Sólo tenía ganas de dormir. Era invierno, y tras la lluvia se había levantado un fuerte viento gélido que llenaba su casa con el ruido de los árboles, las corrientes y las hojas corriendo por la calle. La única luz que entraba era una mezcla argentada de la luna llena, el naranja de las farolas y el blanco azulado de los demás pisos. Tenía un gran ventanal sin persianas ni cortinas que siempre le permitía ver el cielo, y se puso a observar la acelerada carrera que las nubes nocturnas habían desplegado sobre el negro lienzo. Reflejando la luz de la ciudad, pasaban con prisa, todas fusionadas, como una gran nube sin fin. Debería comenzar a llamar a sus contactos en las morgues, preparar los documentos falsos, comprar comida, ducharse. Debería hablar con sus padres, como debiera haber hecho todos los días desde hacía ya veinte años. Debería hacer muchas cosas, pero ahora sólo quería estar allí, abandonado, durmiéndose con el susurro de la ciudad.

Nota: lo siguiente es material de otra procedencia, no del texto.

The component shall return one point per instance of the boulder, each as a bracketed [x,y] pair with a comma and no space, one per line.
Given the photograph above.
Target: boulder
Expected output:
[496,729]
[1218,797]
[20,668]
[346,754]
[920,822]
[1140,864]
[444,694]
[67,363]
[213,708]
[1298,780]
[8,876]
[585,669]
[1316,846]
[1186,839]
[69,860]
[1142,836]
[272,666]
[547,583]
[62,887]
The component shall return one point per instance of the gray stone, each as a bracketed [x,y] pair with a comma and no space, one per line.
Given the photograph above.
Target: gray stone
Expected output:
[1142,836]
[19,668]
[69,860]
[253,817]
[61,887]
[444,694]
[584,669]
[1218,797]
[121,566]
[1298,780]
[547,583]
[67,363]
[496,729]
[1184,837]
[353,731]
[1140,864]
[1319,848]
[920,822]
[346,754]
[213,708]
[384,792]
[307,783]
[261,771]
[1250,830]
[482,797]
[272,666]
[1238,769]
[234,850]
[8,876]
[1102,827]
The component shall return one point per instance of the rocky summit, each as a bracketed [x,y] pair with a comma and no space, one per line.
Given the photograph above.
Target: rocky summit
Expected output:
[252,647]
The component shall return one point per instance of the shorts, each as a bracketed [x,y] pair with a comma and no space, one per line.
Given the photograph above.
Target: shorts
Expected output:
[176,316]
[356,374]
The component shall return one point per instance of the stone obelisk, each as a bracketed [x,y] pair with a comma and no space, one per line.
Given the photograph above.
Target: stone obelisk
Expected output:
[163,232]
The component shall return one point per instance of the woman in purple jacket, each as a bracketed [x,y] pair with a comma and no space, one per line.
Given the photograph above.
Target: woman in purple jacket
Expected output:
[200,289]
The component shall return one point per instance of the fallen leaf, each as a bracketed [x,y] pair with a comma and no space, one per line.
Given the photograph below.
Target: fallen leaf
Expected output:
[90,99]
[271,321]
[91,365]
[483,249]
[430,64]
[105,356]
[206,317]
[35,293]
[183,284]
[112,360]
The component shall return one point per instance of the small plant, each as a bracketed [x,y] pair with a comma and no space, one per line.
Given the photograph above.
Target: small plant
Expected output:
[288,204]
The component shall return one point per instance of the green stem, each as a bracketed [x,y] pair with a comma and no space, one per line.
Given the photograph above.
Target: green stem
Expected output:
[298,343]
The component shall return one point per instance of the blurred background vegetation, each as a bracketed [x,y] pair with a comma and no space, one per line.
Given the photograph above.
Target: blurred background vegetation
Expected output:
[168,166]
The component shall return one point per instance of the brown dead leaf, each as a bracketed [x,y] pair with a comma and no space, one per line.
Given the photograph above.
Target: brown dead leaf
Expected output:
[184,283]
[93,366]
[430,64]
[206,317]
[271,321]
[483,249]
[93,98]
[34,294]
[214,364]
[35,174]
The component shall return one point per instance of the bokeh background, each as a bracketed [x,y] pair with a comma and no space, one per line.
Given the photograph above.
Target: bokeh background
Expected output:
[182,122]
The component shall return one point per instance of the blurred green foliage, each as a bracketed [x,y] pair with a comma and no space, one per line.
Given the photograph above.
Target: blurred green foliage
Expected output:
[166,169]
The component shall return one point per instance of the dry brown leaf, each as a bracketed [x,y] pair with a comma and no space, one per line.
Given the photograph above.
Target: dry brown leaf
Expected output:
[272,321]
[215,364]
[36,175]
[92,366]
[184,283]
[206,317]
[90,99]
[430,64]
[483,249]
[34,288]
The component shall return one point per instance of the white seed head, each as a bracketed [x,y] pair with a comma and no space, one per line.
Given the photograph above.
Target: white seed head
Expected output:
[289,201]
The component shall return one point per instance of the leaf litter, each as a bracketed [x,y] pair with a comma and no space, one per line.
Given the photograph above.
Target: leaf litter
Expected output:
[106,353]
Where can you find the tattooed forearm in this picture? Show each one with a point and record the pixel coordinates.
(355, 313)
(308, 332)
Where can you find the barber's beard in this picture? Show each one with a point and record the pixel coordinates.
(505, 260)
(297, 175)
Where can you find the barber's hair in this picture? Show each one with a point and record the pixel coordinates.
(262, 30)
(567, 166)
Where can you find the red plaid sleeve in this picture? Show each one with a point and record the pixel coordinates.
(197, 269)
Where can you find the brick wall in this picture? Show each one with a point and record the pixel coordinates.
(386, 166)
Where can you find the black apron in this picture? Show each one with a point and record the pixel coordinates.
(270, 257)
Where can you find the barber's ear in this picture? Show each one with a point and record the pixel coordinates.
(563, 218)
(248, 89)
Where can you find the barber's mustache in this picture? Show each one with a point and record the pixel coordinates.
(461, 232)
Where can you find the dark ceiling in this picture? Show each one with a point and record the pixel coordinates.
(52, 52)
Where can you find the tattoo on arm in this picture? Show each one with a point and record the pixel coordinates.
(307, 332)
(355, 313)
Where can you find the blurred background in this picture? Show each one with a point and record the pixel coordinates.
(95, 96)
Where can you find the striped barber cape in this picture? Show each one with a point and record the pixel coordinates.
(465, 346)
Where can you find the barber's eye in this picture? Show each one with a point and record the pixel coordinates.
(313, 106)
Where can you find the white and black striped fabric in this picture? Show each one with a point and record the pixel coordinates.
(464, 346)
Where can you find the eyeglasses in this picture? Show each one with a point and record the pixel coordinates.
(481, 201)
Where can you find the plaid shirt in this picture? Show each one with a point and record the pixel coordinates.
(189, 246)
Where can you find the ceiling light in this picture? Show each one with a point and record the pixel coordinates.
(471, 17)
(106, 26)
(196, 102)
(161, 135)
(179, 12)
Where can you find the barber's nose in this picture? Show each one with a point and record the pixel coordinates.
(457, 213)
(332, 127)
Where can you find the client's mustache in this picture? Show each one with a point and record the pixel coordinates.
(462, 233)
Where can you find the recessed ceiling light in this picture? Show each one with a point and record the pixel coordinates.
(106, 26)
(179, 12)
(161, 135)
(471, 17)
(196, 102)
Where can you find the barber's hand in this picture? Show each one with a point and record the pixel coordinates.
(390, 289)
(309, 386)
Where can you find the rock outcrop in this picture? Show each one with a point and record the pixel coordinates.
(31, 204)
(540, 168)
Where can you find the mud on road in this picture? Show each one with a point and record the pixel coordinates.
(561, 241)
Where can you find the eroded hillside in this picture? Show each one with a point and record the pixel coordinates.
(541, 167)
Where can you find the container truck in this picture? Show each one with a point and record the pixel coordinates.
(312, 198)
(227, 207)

Se despertó a una hora indeterminada de la madrugada, esperando encontrar el cálido cuerpo de Talía a su lado, acariciándole, besándole. Siempre le gustaba hacer el amor cuando se despertaba en medio de la noche. Por un momento pudo ver su piel reflejando la surrealista luz del salón, sus piernas suaves y largas rodeando su cintura, sus brazos presionando su esternón mientras se subía encima suya y sus pechos caían en perfecta forma y sincronía; sus pezones pidiendo que bebiese de ellos. Pero cuando quiso mirarla a los ojos no vio nada y se desvaneció, dejándole un frío que le hizo temblar violentamente. Se levantó, anadeó hasta su habitación y se metió bajo su edredón. Los escalofríos continuaban y echó de menos su calor. Un calor que su cama nunca antes había tenido ni había anhelado. Algo ignoto que nunca deseó, pero que ahora añoraba con cada sacudida y cada castañeo de sus dientes. Por primera vez en su vida, Delfos se sintió solo, y solo dejó caer su primera lágrima. Se durmió de nuevo, pero supo entonces que sus despertares jamás volverían a ser agradables.